Im Aphorismus 256 aus Jenseits von Gut und Böse findet sich eine scharfe Polemik Nietzsches gegen die nationalistische Politik des späten 19. Jahrhunderts: "Dank der krankhaften Entfremdung, welche der Nationalitäts-Wahnsinn zwischen die Völker Europas gelegt hat und noch legt, dank ebenfalls den Politikern des kurzen Blicks und der raschen Hand, die heute mit seiner Hilfe obenauf sind und gar nicht ahnen, wie sehr die auseinanderlösende Politik, welche sie treiben, notwendig nur Zwischenakts-Politik sein kann - dank alledem und manchem heute ganz Unaussprechbaren werden jetzt die unzweideutigsten Anzeichen übersehn oder willkürlich und lügenhaft umgedeutet, in denen sich ausspricht, dass Europa eins werden will."

Zu den Wegbereitern dieses auf seine "Synthesis" zustrebenden Europa gehört in Nietzsches Namensliste nur ein einziger Politiker: Napoleon, an dessen Verehrung schon Goethe, dessen Name hier unmittelbar folgt, gegenüber den deutschen Patrioten nicht zuletzt deshalb festgehalten hat, weil er - wie eine Zeit lang Beethoven und später Heinrich Heine - in ihm den Bahnbrecher einer europäischen Politik sah.

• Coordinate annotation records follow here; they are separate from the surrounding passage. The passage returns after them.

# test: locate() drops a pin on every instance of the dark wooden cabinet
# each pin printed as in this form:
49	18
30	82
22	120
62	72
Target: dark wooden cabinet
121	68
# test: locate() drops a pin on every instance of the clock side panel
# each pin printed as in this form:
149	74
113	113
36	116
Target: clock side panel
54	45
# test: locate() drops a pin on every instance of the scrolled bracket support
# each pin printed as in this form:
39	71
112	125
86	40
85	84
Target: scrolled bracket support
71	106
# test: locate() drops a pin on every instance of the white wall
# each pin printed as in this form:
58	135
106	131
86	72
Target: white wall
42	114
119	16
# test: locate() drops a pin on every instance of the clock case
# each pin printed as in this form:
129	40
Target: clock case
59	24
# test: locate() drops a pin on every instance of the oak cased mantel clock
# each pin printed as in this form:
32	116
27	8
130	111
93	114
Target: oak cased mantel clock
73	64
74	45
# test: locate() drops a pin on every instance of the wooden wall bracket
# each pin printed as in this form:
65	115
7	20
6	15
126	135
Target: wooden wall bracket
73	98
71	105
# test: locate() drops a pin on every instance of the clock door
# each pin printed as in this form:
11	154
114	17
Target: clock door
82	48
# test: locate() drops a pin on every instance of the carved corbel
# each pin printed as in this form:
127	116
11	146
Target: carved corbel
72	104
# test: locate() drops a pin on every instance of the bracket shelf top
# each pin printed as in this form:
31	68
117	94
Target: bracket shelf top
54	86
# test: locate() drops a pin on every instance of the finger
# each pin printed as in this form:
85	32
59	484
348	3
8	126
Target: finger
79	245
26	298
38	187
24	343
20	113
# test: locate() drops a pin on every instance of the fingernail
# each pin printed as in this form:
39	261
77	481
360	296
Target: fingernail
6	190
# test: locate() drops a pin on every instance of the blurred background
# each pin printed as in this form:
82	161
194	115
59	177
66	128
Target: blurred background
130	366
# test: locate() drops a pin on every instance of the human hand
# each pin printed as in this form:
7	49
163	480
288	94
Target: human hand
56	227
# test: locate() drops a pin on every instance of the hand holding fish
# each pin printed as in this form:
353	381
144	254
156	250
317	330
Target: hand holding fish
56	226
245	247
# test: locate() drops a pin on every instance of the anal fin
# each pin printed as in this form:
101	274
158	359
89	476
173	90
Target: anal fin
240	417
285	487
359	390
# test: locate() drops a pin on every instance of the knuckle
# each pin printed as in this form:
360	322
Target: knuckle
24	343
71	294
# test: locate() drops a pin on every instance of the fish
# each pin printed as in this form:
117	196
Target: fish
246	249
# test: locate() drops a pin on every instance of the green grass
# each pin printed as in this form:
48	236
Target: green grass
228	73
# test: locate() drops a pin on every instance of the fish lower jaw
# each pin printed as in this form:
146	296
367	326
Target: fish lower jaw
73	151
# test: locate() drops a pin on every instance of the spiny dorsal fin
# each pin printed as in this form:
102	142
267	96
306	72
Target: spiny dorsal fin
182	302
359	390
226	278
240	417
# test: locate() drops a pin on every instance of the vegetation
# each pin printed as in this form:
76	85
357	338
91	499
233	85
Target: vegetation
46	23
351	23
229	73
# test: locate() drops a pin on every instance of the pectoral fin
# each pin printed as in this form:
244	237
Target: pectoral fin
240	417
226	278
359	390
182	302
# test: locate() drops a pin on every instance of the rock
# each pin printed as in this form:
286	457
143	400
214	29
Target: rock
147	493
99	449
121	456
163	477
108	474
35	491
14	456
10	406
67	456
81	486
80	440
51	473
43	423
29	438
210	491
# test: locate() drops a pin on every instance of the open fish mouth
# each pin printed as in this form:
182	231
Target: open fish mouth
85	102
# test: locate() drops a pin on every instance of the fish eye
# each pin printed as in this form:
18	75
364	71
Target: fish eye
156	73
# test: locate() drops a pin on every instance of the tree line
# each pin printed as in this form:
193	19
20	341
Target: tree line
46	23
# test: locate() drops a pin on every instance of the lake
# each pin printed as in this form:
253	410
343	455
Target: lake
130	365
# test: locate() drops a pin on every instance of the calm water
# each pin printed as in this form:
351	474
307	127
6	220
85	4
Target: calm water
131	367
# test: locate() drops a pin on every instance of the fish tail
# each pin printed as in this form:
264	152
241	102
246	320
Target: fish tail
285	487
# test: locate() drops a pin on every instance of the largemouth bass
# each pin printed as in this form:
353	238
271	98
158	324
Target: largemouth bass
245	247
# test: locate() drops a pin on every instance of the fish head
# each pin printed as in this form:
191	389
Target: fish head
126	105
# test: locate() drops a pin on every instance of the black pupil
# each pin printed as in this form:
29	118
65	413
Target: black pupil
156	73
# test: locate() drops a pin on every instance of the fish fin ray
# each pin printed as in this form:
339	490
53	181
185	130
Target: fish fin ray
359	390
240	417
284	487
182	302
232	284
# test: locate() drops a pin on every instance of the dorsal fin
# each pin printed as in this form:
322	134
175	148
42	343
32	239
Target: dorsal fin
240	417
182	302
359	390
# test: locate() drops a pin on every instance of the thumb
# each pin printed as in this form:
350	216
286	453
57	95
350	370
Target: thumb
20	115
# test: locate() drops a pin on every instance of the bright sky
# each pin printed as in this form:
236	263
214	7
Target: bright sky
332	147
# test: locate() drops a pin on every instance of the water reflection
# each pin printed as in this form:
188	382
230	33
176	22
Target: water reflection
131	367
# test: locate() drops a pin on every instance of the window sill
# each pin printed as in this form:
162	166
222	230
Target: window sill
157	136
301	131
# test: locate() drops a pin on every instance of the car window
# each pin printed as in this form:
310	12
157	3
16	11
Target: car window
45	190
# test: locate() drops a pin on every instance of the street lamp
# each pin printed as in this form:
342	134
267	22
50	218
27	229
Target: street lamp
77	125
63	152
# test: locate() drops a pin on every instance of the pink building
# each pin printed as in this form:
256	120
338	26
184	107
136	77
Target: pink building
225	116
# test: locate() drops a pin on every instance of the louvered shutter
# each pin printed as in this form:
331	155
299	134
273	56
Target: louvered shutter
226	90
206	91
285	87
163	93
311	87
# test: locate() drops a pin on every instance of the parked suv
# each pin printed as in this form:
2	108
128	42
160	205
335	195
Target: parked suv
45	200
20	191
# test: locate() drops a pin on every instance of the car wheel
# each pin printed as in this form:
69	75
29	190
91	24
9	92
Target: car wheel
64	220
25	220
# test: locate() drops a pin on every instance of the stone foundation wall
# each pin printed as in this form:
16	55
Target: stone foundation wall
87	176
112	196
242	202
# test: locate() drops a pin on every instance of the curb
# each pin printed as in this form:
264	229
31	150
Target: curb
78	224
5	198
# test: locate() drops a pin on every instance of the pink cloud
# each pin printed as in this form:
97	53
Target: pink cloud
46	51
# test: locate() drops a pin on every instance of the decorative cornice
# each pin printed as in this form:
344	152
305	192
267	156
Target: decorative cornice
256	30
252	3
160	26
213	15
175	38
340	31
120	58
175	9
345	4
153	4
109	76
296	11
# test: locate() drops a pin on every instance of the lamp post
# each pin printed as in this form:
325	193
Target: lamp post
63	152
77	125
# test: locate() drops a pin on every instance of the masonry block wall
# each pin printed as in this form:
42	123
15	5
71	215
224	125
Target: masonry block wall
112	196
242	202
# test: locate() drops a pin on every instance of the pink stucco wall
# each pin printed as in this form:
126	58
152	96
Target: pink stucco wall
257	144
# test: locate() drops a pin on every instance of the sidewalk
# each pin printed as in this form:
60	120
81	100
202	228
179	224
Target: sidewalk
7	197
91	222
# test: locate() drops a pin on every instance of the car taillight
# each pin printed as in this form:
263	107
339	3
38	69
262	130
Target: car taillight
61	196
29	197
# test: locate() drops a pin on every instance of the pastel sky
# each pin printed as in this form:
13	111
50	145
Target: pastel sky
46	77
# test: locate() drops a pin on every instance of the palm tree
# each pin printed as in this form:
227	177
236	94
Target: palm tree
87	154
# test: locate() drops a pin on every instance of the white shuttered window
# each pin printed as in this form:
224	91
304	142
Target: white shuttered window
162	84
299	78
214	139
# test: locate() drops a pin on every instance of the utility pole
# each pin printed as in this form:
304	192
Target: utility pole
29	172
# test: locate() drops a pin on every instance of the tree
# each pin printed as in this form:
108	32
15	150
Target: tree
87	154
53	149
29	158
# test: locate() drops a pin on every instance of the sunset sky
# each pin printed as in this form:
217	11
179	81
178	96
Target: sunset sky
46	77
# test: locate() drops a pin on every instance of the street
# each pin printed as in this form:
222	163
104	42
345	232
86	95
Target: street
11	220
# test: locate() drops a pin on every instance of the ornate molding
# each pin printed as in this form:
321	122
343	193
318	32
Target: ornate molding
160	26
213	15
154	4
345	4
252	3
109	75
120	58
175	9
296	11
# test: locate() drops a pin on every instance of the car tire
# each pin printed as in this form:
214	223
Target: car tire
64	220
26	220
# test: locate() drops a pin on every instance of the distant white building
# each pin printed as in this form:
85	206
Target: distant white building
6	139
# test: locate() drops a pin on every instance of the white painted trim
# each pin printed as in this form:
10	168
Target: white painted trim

Ansonsten sind es nur Dichter, Philosophen, Musiker, die für Nietzsche den "Europäer der Zukunft" vorwegnehmen: "Ich denke an Menschen wie Napoleon, Goethe, Beethoven, Stendhal, Heinrich Heine, Schopenhauer; man verarge mir es nicht, wenn ich auch Richard Wagner zu Ihnen rechne, über den man sich nicht durch seine eignen Missverständnisse verfuhren lassen darf".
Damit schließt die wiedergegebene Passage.